Redaction Best Practices

Redacting sensitive information is rarely a "one-and-done" task. To achieve the highest level of data protection while maintaining the utility of your documents, we recommend following these best practices.

An Iterative Process

Redaction should be viewed as an iterative process. It is common to apply a policy, review the results, and then refine the policy to improve the outcome.

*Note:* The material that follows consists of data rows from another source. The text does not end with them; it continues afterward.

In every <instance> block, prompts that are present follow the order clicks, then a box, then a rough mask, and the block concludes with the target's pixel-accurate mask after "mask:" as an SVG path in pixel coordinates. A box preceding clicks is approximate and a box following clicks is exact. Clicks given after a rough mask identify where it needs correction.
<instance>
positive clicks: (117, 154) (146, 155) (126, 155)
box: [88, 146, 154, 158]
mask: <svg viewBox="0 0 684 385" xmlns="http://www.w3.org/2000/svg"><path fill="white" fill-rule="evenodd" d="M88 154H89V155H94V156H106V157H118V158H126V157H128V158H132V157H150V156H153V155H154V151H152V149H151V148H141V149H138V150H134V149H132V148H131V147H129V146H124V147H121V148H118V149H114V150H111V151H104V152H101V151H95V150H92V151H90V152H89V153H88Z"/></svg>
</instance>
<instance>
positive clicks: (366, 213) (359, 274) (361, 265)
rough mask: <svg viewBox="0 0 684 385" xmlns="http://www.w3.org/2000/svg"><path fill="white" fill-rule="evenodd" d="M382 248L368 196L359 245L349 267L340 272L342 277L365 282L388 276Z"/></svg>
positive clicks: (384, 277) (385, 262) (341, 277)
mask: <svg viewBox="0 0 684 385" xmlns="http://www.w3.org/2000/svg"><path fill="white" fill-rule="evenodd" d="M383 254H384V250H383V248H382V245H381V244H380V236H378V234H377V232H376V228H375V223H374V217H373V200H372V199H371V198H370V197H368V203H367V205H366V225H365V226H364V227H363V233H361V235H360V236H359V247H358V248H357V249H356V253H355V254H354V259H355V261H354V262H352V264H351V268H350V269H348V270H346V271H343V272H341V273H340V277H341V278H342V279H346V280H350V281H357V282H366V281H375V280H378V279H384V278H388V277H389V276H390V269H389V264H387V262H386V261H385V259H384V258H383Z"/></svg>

  1. Initial Run: Apply your chosen redaction policy (or the default policy) to a sample of your documents.
  2. Review: Carefully examine the redacted output. Look for any "false negatives" (sensitive information that was missed) or "false positives" (information that was redacted but shouldn't have been).
  3. Refine: Adjust your Redaction Policy based on your findings. This might involve:
  4. Repeat: Run the redaction process again with the refined policy and repeat the review until the results meet your requirements.

Documents Require Individual Attention

Every document is unique. Differences in formatting, context, and language usage mean that a policy that works perfectly for one document might need adjustments for another.

  • Varying Layouts: Documents from different sources often have unique structures that can affect how information is identified.
  • Contextual Nuance: Some information may be sensitive in one context but not in another. Use Contexts to manage these variations.
  • Ambiguity: Names, locations, and other identifiers can sometimes be ambiguous. Disambiguation can help improve the redaction accuracy.

Human-in-the-Loop Review

While Philterd Data Services uses advanced AI and machine learning, automated redaction is not a substitute for human oversight. Especially for highly sensitive or regulated data, a "human-in-the-loop" review of the redacted documents is strongly encouraged.

Start with a Risk Assessment

Before performing redaction, run a Risk Assessment on your documents. This provides a quantitative overview of the sensitive information present, helping you prioritize which documents need the most attention and which policies might be most effective.

Use Custom Lists for Known Terms

If you have a known set of terms that must always be redacted (e.g., internal project names, specific employee IDs) or always protected, use Custom Lists. This is one of the most effective ways to quickly improve redaction accuracy for your specific organization.